Konstrukteure und Mechaniker stehen vor der Frage wie hart die Federung sein soll oder wie hoch die Bodenfreiheit. Der Spielraum zwischen dem Aufsetzen des Renners und dem Verlust der Bodenhaftung ist in der Eau Rouge nur ein schmaler Grat. Die hauchfeine Linie zwischen Fahrbahnkontakt des Chassis und dem Gripverlust der Reifen wird zum Gradmesser des Könnens von Pilot und Technik. Während der Episode wirken laterale G-Kräfte von 3,0 – vertikal sind es 2,5 G – welche die Fahrer in ihre Sitze und die Tourenwagen auf den Asphalt pressen. Reifen, Chassis und Felgen schreien unter dem Druck – so manche zerreist es. Es verwundert nicht, dass mehrere Rennfahrerleben tragisch in der Eau Rouge endeten. Unvergessen bleibt das Duell zwischen Jacky Ickx und Steffan Bellof im Jahr 1985, bei der Belloff sein Leben ließ. Zuletzt verstarb der Formel 2 Pilot Anthoine Hubert im Jahr 2019 in der Kurve. Jacques Villeneuve baute gar zwei schwere Unfälle in der Eau Rouge, die er unverletzt überstand. Autogramme soll er zeitweilig mit „I survived Eau Rouge“ unterschrieben haben.

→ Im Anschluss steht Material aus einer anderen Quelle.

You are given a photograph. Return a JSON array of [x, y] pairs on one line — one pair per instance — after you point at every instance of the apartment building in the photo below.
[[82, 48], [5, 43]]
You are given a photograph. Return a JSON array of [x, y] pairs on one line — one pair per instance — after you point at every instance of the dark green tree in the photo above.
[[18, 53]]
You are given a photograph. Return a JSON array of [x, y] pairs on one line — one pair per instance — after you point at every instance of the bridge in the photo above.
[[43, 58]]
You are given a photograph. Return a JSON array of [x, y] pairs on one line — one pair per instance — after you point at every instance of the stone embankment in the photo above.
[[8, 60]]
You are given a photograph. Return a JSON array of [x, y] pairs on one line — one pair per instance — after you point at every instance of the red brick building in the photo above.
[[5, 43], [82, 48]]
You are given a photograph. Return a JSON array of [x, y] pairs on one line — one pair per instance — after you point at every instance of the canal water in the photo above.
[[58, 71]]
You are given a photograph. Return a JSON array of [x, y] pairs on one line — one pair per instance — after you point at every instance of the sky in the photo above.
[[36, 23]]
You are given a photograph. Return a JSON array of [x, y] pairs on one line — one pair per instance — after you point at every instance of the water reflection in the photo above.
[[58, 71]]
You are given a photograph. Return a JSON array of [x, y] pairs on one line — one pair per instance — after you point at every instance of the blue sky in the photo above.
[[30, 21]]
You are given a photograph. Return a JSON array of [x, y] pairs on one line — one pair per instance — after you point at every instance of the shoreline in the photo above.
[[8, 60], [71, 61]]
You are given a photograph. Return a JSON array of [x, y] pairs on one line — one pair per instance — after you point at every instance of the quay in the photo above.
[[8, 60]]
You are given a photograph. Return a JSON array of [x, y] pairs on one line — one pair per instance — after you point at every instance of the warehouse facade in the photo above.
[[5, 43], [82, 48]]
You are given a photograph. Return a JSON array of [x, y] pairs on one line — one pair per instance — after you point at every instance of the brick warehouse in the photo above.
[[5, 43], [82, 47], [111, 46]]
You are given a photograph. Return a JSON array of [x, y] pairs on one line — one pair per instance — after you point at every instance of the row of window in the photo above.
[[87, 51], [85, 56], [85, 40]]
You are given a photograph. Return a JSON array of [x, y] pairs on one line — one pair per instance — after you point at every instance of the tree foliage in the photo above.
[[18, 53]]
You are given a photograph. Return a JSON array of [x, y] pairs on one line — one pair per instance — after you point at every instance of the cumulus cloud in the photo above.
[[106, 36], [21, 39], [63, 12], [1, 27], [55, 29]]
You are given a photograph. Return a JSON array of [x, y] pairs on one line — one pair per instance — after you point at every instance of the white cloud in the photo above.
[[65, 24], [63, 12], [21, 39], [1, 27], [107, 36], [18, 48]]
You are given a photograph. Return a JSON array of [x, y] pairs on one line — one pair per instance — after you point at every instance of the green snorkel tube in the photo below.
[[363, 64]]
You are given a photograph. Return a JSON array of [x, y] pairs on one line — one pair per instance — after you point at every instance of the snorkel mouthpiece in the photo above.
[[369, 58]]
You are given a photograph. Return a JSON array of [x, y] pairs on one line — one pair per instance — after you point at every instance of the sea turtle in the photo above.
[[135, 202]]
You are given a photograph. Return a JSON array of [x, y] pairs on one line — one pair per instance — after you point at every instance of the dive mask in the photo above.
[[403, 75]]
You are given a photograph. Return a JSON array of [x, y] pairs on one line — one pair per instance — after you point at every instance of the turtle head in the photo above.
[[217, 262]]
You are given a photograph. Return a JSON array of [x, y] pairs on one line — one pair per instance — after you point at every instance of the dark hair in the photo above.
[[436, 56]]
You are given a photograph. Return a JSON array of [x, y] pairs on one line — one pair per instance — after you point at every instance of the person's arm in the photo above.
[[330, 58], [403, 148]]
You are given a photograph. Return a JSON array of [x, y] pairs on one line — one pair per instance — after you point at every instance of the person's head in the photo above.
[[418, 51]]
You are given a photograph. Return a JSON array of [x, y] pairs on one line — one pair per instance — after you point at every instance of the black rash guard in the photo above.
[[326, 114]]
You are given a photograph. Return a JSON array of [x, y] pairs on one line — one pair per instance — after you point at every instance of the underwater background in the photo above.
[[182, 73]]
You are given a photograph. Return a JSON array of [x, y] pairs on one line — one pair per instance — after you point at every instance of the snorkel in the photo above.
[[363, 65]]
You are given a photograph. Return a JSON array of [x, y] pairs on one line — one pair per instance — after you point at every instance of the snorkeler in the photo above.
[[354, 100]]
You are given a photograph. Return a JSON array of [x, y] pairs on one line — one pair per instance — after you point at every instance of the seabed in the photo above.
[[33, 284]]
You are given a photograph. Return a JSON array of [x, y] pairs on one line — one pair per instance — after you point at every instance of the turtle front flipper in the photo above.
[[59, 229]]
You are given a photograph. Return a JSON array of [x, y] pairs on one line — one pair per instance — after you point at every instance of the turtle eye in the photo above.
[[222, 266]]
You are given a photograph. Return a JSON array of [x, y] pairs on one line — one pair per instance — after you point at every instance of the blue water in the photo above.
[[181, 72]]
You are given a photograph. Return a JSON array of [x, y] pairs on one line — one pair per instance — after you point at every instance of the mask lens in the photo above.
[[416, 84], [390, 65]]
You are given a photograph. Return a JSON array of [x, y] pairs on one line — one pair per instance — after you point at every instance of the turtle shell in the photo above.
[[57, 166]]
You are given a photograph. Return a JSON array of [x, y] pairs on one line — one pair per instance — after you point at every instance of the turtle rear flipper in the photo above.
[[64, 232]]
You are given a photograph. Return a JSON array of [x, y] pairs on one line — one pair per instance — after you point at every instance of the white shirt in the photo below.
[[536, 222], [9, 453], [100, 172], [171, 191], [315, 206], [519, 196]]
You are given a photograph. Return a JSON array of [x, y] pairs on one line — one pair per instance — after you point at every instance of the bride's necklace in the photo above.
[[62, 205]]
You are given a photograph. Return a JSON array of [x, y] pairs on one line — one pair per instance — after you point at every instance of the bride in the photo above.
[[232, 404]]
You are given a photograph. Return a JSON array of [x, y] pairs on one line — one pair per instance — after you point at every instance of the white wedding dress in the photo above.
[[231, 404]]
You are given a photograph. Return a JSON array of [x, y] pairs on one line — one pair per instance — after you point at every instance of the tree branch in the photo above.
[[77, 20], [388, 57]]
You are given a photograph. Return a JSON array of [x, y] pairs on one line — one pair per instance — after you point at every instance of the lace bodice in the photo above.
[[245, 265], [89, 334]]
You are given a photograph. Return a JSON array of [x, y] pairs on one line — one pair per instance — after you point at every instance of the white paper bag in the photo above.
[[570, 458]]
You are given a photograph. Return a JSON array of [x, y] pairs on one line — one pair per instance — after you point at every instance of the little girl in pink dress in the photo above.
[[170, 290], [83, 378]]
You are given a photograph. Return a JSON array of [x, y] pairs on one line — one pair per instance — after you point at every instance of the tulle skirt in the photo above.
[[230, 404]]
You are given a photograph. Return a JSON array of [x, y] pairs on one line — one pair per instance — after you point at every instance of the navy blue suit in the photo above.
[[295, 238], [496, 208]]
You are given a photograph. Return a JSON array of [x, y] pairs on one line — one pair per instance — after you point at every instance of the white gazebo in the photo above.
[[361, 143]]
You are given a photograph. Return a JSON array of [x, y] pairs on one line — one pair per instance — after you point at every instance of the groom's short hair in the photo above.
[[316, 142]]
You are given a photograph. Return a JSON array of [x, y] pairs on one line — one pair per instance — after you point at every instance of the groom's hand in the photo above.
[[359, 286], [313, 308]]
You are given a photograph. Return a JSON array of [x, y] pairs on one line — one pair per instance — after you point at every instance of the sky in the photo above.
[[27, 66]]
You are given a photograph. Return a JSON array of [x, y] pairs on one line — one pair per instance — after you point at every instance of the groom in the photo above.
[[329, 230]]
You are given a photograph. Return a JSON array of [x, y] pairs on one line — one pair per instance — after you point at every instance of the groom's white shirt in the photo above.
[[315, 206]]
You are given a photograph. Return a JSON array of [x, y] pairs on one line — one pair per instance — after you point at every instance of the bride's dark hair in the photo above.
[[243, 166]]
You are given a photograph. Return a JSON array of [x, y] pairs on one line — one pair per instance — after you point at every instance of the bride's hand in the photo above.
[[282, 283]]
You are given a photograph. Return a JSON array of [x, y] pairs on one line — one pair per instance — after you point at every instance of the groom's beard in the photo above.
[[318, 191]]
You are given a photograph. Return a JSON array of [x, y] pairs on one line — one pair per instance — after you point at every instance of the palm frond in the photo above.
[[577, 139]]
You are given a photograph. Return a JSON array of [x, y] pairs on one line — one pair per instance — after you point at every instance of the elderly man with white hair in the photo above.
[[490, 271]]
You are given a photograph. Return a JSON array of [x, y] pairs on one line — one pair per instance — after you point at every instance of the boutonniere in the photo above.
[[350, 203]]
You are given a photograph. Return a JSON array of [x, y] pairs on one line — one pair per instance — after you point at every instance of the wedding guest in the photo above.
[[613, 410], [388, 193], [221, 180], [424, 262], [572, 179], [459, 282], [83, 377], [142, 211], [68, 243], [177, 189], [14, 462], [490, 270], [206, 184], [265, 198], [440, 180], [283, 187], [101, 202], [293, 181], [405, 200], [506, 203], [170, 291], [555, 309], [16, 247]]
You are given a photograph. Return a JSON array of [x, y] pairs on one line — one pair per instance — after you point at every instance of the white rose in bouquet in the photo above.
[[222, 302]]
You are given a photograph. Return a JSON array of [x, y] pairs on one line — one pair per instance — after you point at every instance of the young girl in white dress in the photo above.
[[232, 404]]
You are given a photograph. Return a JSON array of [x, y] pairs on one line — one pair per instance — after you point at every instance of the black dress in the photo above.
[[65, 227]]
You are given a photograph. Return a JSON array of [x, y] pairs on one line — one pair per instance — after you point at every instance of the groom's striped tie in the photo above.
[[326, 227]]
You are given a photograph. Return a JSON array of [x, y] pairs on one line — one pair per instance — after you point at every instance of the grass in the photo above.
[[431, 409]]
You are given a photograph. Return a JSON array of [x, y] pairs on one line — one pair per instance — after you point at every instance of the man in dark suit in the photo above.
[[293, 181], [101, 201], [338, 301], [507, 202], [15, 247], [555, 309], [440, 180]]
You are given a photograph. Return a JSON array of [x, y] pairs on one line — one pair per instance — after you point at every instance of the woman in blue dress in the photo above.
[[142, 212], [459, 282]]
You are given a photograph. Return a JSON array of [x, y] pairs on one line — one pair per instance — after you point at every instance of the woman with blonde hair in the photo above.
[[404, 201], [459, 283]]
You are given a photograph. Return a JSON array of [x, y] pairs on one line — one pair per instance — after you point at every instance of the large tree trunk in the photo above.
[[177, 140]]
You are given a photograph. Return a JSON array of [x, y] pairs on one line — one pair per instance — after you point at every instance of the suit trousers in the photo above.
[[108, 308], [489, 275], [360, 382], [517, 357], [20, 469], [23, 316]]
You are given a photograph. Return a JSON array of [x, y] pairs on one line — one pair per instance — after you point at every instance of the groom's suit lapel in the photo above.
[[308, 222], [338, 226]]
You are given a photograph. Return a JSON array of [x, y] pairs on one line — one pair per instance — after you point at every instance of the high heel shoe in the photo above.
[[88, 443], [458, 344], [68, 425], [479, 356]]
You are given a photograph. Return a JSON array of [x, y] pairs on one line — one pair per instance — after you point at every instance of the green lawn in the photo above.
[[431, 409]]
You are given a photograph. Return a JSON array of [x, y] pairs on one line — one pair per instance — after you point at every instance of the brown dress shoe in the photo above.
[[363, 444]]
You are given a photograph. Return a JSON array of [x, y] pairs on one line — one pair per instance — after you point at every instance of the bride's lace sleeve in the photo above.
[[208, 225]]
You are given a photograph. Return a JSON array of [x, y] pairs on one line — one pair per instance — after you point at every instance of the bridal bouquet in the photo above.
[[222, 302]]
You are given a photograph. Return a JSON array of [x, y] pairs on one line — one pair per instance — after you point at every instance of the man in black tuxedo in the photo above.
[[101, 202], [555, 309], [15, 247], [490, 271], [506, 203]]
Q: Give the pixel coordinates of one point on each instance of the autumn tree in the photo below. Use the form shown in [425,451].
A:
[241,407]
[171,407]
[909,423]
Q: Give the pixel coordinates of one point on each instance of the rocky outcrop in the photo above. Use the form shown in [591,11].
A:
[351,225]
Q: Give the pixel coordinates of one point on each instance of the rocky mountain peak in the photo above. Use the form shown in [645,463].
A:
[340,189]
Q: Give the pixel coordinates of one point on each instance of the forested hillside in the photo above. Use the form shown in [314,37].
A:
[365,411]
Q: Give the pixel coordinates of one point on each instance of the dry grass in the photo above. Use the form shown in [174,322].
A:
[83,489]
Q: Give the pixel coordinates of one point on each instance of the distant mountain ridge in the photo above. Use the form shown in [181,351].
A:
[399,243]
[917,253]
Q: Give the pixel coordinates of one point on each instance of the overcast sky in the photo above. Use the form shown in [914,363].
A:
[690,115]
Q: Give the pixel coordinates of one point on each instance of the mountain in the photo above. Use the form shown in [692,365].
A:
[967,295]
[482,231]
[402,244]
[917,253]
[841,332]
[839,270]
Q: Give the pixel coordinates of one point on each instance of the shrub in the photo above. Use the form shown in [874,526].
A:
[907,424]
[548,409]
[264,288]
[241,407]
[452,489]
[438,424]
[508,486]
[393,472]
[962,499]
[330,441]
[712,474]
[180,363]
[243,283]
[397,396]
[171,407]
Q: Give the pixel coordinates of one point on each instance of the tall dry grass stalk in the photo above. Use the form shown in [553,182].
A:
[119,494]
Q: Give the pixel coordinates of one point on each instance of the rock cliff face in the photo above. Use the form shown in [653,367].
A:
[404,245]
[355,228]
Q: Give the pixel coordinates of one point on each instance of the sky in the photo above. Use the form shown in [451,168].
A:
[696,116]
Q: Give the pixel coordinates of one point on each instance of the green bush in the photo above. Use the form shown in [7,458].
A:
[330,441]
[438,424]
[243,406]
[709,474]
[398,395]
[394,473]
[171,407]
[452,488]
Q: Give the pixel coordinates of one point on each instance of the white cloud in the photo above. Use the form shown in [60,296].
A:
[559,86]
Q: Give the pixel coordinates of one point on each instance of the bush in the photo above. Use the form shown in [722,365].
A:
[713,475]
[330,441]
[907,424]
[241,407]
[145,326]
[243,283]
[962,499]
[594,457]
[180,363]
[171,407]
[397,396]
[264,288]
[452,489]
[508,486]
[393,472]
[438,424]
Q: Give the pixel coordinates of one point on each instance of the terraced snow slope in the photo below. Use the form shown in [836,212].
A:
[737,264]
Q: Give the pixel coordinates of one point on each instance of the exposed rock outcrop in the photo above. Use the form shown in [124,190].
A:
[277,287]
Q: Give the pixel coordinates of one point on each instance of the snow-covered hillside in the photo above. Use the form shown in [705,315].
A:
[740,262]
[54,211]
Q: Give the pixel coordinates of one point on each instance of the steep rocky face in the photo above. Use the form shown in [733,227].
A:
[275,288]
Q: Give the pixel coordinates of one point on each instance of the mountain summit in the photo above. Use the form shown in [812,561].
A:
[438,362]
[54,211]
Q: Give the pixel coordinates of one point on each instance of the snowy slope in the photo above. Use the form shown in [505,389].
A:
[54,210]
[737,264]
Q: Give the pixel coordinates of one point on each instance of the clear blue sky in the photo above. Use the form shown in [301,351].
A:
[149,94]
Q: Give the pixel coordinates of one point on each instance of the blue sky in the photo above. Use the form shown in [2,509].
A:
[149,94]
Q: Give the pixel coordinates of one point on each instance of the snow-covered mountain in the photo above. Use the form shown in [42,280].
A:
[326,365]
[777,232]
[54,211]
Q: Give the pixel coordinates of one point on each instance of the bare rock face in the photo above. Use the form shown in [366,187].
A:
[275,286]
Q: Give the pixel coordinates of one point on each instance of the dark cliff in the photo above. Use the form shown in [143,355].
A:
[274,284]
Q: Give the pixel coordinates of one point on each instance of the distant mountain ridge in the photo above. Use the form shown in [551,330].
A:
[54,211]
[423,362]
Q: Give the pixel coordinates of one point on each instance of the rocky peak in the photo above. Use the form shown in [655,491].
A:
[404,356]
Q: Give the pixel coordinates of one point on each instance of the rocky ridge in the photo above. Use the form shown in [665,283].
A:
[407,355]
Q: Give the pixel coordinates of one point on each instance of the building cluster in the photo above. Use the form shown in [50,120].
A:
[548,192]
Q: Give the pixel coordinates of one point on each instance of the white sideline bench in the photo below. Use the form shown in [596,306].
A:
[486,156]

Zu Beginn der Kurve fließt das 14 Kilometer lange Bächlein Eau Rouge unter der Rennstrecke hindurch. Die ist nur halb so lang. Bild: Porsche.

Sich dieser Gefahr bewusst, werden am Wochenende die Fahrer des 24-Stunden-Rennens mit bis zu 240 km/h durch die Eau Rouge fliegen. Ein kleiner Fehler kann wertvolle Zeit und Tempo kosten, die auf der Nachfolgenden langen Gerade schnell zu einem Rückstand führt. Doch wer sich zu sehr auf die Kurvenkombination konzentriert und etwa bei der Bodenfreiheit zu großzügig ist, wird den mangelnden Abtrieb auf dem Rest der sieben Kilometer langen Strecke bemerken. Insgesamt werden mehr als 2500 Kilometer von den einzelnen Teams gefahren und damit die Eau Rouge etwa 300 bis 400 Mal passiert. Den Ausschlag über Sieg oder Niederlage können also winzige Fehler in der spannendsten Kurve der Renngeschichte geben.